In 1993, Redford underwent two liver transplants to combat the effects of primary sclerosing cholangitis. His transplant experience led him to found the James Redford Institute for Transplant Awareness. Through the institute, he was the executive producer of the documentary, The Kindness of Strangers (1999), directed by Maro Chermayeff.

==Career==
In 2001, Redford was credited as the screenwriter for the western drama Cowboy Up as well as the 2002 television film Skinwalkers. His directorial debut came in 2003 with the movie Spin, which he also screenwrote.

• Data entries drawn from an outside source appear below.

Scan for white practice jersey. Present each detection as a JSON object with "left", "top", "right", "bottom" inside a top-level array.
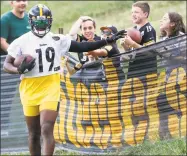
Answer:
[{"left": 7, "top": 32, "right": 71, "bottom": 77}]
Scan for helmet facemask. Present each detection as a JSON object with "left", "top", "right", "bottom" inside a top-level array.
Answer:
[
  {"left": 29, "top": 4, "right": 52, "bottom": 38},
  {"left": 30, "top": 16, "right": 52, "bottom": 37}
]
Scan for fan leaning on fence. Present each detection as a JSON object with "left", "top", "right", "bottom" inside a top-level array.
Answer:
[
  {"left": 160, "top": 12, "right": 186, "bottom": 81},
  {"left": 4, "top": 4, "right": 124, "bottom": 155}
]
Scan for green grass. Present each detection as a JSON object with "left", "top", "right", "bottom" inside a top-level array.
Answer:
[{"left": 2, "top": 138, "right": 187, "bottom": 156}]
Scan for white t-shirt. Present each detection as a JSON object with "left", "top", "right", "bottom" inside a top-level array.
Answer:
[{"left": 7, "top": 32, "right": 71, "bottom": 77}]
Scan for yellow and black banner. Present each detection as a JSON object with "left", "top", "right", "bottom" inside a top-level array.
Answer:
[
  {"left": 54, "top": 35, "right": 187, "bottom": 152},
  {"left": 0, "top": 34, "right": 187, "bottom": 153}
]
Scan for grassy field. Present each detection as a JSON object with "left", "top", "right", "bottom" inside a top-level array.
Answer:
[{"left": 1, "top": 0, "right": 186, "bottom": 155}]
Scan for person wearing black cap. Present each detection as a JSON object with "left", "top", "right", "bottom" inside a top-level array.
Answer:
[
  {"left": 85, "top": 25, "right": 120, "bottom": 57},
  {"left": 69, "top": 16, "right": 101, "bottom": 64}
]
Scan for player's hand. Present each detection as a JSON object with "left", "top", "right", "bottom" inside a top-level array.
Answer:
[
  {"left": 84, "top": 50, "right": 98, "bottom": 57},
  {"left": 106, "top": 30, "right": 127, "bottom": 43},
  {"left": 17, "top": 57, "right": 36, "bottom": 74},
  {"left": 74, "top": 63, "right": 82, "bottom": 70},
  {"left": 80, "top": 16, "right": 93, "bottom": 21},
  {"left": 124, "top": 35, "right": 135, "bottom": 47}
]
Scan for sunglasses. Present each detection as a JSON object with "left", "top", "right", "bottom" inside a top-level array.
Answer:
[{"left": 101, "top": 31, "right": 113, "bottom": 36}]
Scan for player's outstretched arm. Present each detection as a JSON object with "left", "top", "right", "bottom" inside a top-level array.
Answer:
[{"left": 3, "top": 55, "right": 19, "bottom": 74}]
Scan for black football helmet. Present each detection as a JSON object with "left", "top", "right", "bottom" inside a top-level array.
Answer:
[{"left": 28, "top": 4, "right": 53, "bottom": 37}]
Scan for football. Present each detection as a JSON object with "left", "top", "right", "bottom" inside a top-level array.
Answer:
[
  {"left": 127, "top": 28, "right": 142, "bottom": 43},
  {"left": 14, "top": 54, "right": 34, "bottom": 67}
]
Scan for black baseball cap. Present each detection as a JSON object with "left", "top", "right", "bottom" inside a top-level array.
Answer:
[{"left": 100, "top": 25, "right": 118, "bottom": 34}]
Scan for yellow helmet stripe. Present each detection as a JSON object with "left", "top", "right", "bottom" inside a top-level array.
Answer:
[{"left": 38, "top": 5, "right": 43, "bottom": 16}]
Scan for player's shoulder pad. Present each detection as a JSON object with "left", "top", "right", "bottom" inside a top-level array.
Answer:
[
  {"left": 104, "top": 45, "right": 112, "bottom": 52},
  {"left": 52, "top": 35, "right": 60, "bottom": 41}
]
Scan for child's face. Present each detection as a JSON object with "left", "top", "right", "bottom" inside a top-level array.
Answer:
[
  {"left": 101, "top": 29, "right": 112, "bottom": 39},
  {"left": 131, "top": 7, "right": 148, "bottom": 24},
  {"left": 81, "top": 21, "right": 95, "bottom": 40},
  {"left": 160, "top": 13, "right": 173, "bottom": 31}
]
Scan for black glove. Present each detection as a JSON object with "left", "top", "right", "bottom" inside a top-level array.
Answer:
[
  {"left": 106, "top": 30, "right": 127, "bottom": 43},
  {"left": 17, "top": 57, "right": 36, "bottom": 74}
]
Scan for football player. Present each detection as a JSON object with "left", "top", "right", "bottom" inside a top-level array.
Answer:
[{"left": 4, "top": 4, "right": 124, "bottom": 155}]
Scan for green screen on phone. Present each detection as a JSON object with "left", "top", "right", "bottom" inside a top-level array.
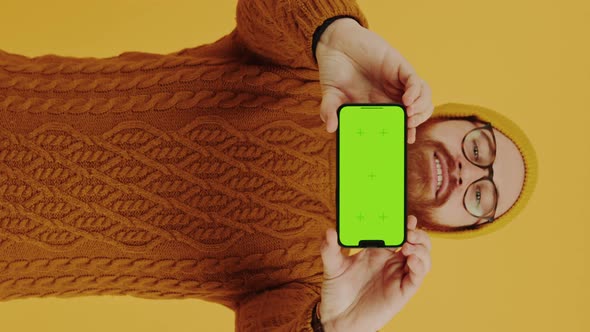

In 2005, he and his father Robert Redford co-founded the San Francisco-based nonprofit called The Redford Center, that produces films and helps filmmakers by providing them grant money.

Redford directed his first documentary film, The Big Picture; Rethinking Dyslexia (2012), based on the challenges faced by his son Dylan in school. Interviewees in the documentary included Richard Branson, Charles Schwab, David Boies, and Gavin Newsom. Also in 2012, he produced Watershed.

His 2013 documentary Toxic Hot Seat dealt with the health problems caused by the use of flame-retardant materials used in furniture. Other movies directed by Redford include Paper Tigers (2013), Resilience (2016), and Happening: A Clean Energy Revolution (2017).

His film Playing for Keeps premiered at the Mill Valley Film Festival in October 2020.

At the time of his death he was at work finishing a documentary on Amy Tan with the working title Where The Past Begins. He died before editing was completed. The film, retitled Amy Tan: An Unintended Memoir, was produced by Redford's friend Karen Pritzker, and premiered at the Sundance Film Festival in February 2021.

After his death, his son Dylan, also a filmmaker, was elected chair of The Redford Center.

==Personal life and death==
In 1988, Redford married a woman named Kyle. They had two children.

Redford died from bile duct cancer on October 16, 2020, at his home in Fairfax, California. He was 58 years old.